Garcia also fired dozens of jail guards for corruption, installed an enhanced security system, broke up gangs, banned guns and the use of cash (opening bank accounts for inmates) and enforced an exercise regime that in the past year evolved into dance classes.
Garcia said that what had been weekly outbreaks of violence have subsided, inmates' health has improved and recidivism rates are down dramatically.
He only went the YouTube route, he said, because his attempts to draw public attention to these changes were ignored. "A prophet is not without honor except in his own country," said Garcia, citing one of his favorite passages from the Bible.
Since then, Cebu's Internet fame has prompted other Philippine prisons to pay heed. By the end of 2007, eight others had begun adapting some of his methods, including dance. He has yet to visit them, but he says: "Dance is just the icing on the cake."
Life at the Cebu Provincial Detention and Rehabilitation Center is no country club. Prisoners sleep on hard pallets more than a dozen to a cell and are held to a strict schedule of work and other activities from dawn to lights-out.
Still, inmates say conditions are better. "It's really nice here compared to the old prison. No more drugs, drinking, look how big our stomachs are," said Rodolfo Ruiz, 47, who has served seven years for multiple murder, jokingly sticking out his belly. He said he had kicked the crystal meth habit he developed at the old facility.

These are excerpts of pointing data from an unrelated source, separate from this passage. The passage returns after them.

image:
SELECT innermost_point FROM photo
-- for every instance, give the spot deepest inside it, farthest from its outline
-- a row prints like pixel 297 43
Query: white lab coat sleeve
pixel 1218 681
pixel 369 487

Pepe Diokno, 20, a film student at the University of the Philippines who has toured several prisons while making the documentary "Dancing for Discipline," said the Cebu facility "has the inmates with the biggest smiles."
Dance "gives the inmates something to do, something they can be proud they're part of," Diokno said. "It lets them know that they can be productive, that they aren't useless scum of society. This is rehabilitation already."

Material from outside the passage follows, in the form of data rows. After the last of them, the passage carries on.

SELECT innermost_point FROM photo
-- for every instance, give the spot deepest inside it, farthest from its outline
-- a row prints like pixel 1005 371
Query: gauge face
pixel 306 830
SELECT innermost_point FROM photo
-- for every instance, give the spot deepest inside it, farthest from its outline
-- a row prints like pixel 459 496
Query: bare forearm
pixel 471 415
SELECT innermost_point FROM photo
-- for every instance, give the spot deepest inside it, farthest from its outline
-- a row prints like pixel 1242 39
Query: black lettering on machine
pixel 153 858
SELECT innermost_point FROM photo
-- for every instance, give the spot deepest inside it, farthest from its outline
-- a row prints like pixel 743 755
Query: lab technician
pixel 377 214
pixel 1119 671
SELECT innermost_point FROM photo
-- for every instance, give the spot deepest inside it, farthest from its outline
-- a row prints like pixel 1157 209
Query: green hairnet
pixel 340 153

In the Cebu prison courtyard, Gwendolyn Lador, a professional choreographer, is shouting into a microphone: "Crawl like spiders! Crawl like spiders!"
The prison brings her in most days to teach inmates. Hundreds of prisoners, in bright orange uniforms, hang on her instructions.
"The situation here is O.K.," Lador said in an interview. "I don't fear them, and they listen. I think it is easier to teach them than other people. You really see how hard they try to get it right."
Later, sitting in his neat cell, one of Lador's Sinulog troupe, Aldren Tolo, 25, in prison for drug dealing, said: "I like dancing. It is a way we get to show the world that even if we ended up in prison, we are not totally damaged people."
Marfury Barberan, 27, a murder convict, is rehearsing John Travolta's role in a "Grease" number the prisoners are preparing for later this year. "Because our families have seen us on TV and the Internet, things are better," he said. "They don't worry about us so much and don't think so much that we have no more hope."
More than two dozen prisoners have tattooed Garcia's name on their bodies alongside those of former gang affiliations and loved ones, openly proclaiming him their "idol." He clearly bristles at suggestions that he forces prisoners to dance. "Do they look like they are forced?" he asked, visibly irritated.
He did say they sometimes receive extra snacks for participating.
The prison's dancing program put it on the shortlist for the 2007 Gawad Galing Pook, a Philippine award for excellence in local governance. Garcia said a private prison operator in the United States has offered him a job, something he is not considering seriously.
"My work here is not yet done," he said. "I am not finished."
Not if he is to keep abreast of the competition he has inspired.
In December, 425 inmates at the Pagbilao jail in Quezon Province received a $500 prize from a national TV station for best video interpretation of the "Papaya Dance," the Philippines' current pop craze.